Vytenis Andriukaitis, European Commissioner for Health and Food Safety, says the value of EU collaboration is particularly clear in the case of rare and complex diseases.
We often hear tragic stories of patients with rare or complex, life-threatening diseases, who face challenges in obtaining a correct diagnosis and in accessing appropriate therapies and clinical expertise. Their doctors are unable to help them as they have never seen similar cases, so they are left untreated or have to scour the internet in the hope of finding a centre with the necessary expertise.
With ERNs, patients with rare and complex conditions will be able to benefit from the best treatment and advice available in the EU for their specific condition. Their doctors will have access to a highly specialised pool of colleagues from all over Europe. In the first phase, over 900 healthcare units from nearly all EU Member States will work together in 24 thematic networks.

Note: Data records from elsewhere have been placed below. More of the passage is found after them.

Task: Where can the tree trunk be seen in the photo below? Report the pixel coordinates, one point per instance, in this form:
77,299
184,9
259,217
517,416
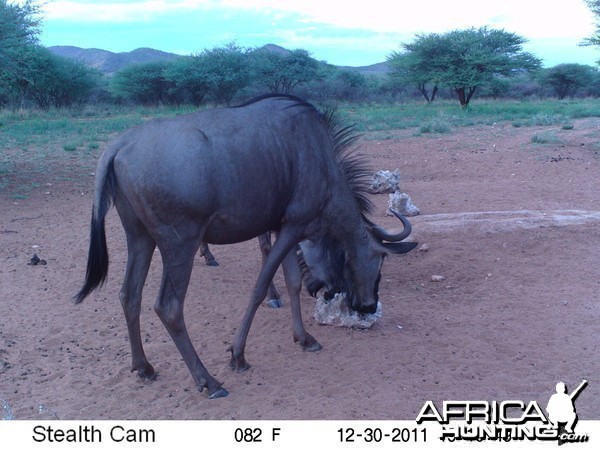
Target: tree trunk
433,92
424,92
464,97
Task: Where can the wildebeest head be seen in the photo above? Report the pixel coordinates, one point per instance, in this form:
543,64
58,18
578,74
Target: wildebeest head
326,263
328,267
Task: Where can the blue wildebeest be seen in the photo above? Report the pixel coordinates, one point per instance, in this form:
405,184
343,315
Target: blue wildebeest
163,178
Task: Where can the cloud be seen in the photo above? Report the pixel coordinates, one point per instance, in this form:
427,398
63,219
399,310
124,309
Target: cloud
531,18
116,11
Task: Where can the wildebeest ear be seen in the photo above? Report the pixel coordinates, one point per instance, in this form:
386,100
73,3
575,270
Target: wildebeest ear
399,247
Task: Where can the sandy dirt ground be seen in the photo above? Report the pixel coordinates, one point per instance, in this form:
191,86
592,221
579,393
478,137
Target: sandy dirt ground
517,311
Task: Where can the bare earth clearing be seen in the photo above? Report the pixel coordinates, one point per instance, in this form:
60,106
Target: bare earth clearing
518,311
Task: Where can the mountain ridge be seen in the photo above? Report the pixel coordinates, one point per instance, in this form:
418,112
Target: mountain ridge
109,62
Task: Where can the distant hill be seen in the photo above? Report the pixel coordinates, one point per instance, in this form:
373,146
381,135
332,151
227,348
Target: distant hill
109,62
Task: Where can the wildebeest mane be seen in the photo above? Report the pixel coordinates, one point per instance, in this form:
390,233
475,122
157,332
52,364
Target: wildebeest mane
343,138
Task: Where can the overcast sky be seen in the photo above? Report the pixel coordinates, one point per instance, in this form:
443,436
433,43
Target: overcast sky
352,33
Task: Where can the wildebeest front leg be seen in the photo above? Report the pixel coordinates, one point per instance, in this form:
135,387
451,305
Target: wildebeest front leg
169,307
293,281
286,241
264,241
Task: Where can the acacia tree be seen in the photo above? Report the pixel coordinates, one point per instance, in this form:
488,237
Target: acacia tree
283,72
566,79
463,59
18,33
144,83
594,6
414,65
225,70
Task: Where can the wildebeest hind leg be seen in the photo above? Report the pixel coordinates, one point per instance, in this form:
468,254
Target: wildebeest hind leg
140,248
264,242
293,281
177,268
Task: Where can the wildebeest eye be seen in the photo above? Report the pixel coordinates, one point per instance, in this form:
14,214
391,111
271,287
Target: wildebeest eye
375,293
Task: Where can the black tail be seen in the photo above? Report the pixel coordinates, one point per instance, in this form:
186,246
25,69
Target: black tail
97,265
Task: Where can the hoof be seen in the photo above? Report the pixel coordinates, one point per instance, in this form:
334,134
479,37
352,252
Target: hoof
309,343
219,393
275,303
146,373
239,364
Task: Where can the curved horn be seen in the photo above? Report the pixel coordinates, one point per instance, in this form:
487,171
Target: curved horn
385,236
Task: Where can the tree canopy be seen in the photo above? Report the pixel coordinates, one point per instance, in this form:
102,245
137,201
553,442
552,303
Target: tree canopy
461,59
566,79
594,6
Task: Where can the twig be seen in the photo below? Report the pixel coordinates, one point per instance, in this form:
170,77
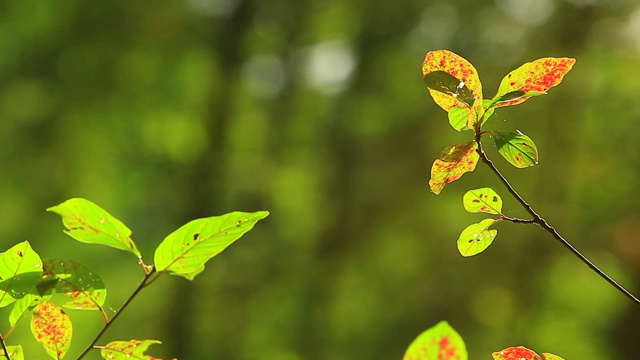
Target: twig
540,221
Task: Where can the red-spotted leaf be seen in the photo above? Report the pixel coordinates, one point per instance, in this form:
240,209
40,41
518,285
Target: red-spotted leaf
89,223
451,79
20,272
84,287
440,342
51,327
517,148
454,161
482,200
531,79
185,251
128,350
476,238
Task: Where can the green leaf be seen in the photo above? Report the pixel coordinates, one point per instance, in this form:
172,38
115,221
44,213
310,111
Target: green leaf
482,200
52,328
89,223
518,149
20,272
185,251
128,350
85,288
452,164
476,238
438,342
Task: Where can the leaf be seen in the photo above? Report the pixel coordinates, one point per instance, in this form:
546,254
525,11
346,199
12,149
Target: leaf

They will cover a wide range of conditions, from bone disorders to blood diseases, from childhood cancer to immunodeficiency. They will facilitate access to diagnosis, treatment and provision of affordable, high-quality and cost-effective healthcare.
With knowledge and resources on specific rare conditions scattered across individual countries, the EU can provide significant added value by connecting the dots, bringing together expertise and maximising synergies between Member States. No country alone has the knowledge and capacity to treat all rare and complex conditions, but by cooperating and exchanging life-saving knowledge at European level through ERNs, patients across the EU will have access to the best expertise available.
The driving forces behind the ERNs are healthcare providers and national health authorities. They show trust, take ownership and have the most active role in the development and functioning of the networks. The Commission’s role, as defined in the 2011 EU Directive on Patients’ Rights in Crossborder Healthcare, is to create the framework for the ERNs. The Commission also provides grants to support network coordinators and provides them with the technical networking facilities.
The ERNs are part of a broader strategy to make the national and European health systems more efficient, accessible and resilient. The European Commission supports Member States by pooling knowledge and expertise, registries, data and funding. We support research and innovation, and fund projects and joint actions. We give incentives to manufacturers to develop orphan medicines and bring them to market.
I hope that ERNs will provide concrete results for tens of thousands of rare disease patients so that they are no longer looking for answers in the dark, and can benefit from the best expertise available in Europe so they may live longer and healthier lives.